About Llyn Mawr Nature Reserve
Llyn Mawr is one of three lakes within a Site of Special Scientific Interest, high up on the moorland plateau above the Carno Valley. The reserve comprises the 7.7ha (19 acre) lake itself and a narrow margin of surrounding land adding a further 4.4ha (11 acres).
It is an important site for wildlife conservation of aquatic plants and of bird life in both summer and winter. Visits by the public are welcome but please keep to the southern shore and do not attempt to walk right around the lake. The lake is described as mesotrophic - having a moderate amount of nutrient in the water, derived from the surrounding moorland. It therefore has a relatively rich growth of plants and a correspondingly large number of animals.

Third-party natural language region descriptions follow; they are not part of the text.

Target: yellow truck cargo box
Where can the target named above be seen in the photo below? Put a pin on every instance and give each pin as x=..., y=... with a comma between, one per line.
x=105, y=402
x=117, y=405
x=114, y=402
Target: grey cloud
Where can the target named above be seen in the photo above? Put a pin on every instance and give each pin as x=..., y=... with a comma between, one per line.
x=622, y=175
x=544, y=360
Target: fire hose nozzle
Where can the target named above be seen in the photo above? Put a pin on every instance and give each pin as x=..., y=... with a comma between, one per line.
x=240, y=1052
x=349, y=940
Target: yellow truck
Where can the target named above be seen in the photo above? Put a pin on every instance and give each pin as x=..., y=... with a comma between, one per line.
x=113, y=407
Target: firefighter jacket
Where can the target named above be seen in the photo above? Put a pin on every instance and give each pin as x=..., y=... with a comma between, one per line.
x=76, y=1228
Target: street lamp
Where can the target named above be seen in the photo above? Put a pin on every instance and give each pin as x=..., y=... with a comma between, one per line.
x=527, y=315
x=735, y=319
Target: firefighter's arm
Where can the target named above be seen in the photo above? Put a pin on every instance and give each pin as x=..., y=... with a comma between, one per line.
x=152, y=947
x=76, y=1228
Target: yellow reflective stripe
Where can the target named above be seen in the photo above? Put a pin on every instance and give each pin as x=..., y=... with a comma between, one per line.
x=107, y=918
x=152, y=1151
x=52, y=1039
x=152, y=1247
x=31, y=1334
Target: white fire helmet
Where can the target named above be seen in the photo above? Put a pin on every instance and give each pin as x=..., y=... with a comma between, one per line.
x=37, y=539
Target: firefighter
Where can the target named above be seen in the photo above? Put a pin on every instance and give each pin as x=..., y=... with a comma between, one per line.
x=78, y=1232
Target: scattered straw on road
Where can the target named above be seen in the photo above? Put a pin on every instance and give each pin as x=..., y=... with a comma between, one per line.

In the winter the lake is a popular roost with a number of waterfowl. Ducks such as pochard, wigeon, goldeneye, and the fish-eating goosander come here along with whooper swans - migrants coming south to escape the Arctic winter.
There is an extensive network of bridleways that give access over the moorland and rough grazing of Mynydd Cerrigllwydian, one of which passes Llyntarw, another of the trio of Caersws lakes. This is good curlew country as well as offering hunting grounds for birds of prey including buzzard, kestrel and occasionally merlin and hen-harrier.
Access is limited to one small area of the lakeshore. Short area of boardwalk, other ground can be wet, muddy & uneven.